Surely the art of these two modernist superstars, who are nothing if not in love with motion, is at least partly to thank for the now vertiginous experience of walking up the annex's curving staircase, which itself seems suddenly as animated as one of Calder's mobiles hanging overhead and as newly playful a piece of architecture as one of Miro's dancing canvases. As for the rest of the galleries -- which have been smartly installed with low white platforms cut on the bias to echo the off-kilter equilibrium of Calder's hyperactive sculptures -- they feel teeming with new and unfamiliar life forms. This is no mean feat in a town as familiar as Washington is with Calder and Miro. The trick, then, was to make Calder's and Miro's works seem fresh to an audience that just might have been beginning to get a little sick (come on, admit it) of their ubiquity. What "Calder Miro" does, in its juxtaposition of the artists' work, is simple (one might even say simplistic), yet highly effective. By using Calder's sculptures to underscore Miro's command of three-dimensional abstract space, and by using Miro's flat abstractions to call attention to Calder's ability to transpose 2-D pictures into a kind of floating picture plane, it invites us to see two of our oldest -- and perhaps most taken-for-granted -- friends in a new light.
It's never easy these days to make what we almost quaintly call modernism (yet which often seems all too old-fashioned) feel as radical as it once was. As much as it can, "Calder Miro" does just that, by emphasizing the sense of playfulness that, at the time they were injecting it into the world of high art, made Calder and Miro's creations so original.
As you wander around the Phillips Collection, you'll encounter something you don't find that often in museums: people laughing. Whether it's in reaction to one of Calder's wire "toys" (a tiny cow with a swollen velvet udder, for example) or at Miro's whimsical "Painting (Man With Pipe)" -- a figure midway between the Sunday funnies and the surrealism of Magritte -- there's an unstuffiness here that feels like a welcome breeze. It's a breeze that may not help stir the air around any of Calder's gently shifting mobiles (at least not literally), but it's one that goes a long way toward blowing off some of the cobwebs, not to mention the cliches, from two of the more overexposed -- and, ironically, underappreciated -- artists of the 20th century.

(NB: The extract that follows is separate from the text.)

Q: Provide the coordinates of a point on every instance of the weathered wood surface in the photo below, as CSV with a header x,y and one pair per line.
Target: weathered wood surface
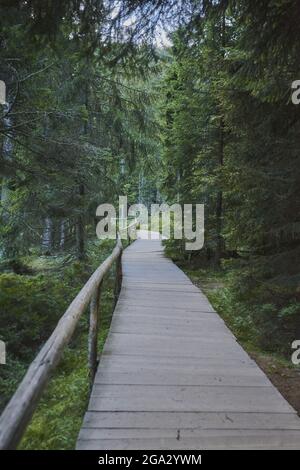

CALDER MIRO: A NEW SPACE FOR THE IMAGINATION -- Through Jan. 23 at the Phillips Collection, 1600 21st St. NW (Metro: Dupont Circle). 202-387-2151. www.phillipscollection.org. Open Tuesday-Saturday 10 to 5; Thursday evenings to 8:30; Sundays noon to 7. Admission to the special exhibition is $13; $11 for students and seniors; free for members and children ages 18 and under. Tickets are available through Ticketmaster at 800-551-7328 or by visiting www.ticketmaster.com.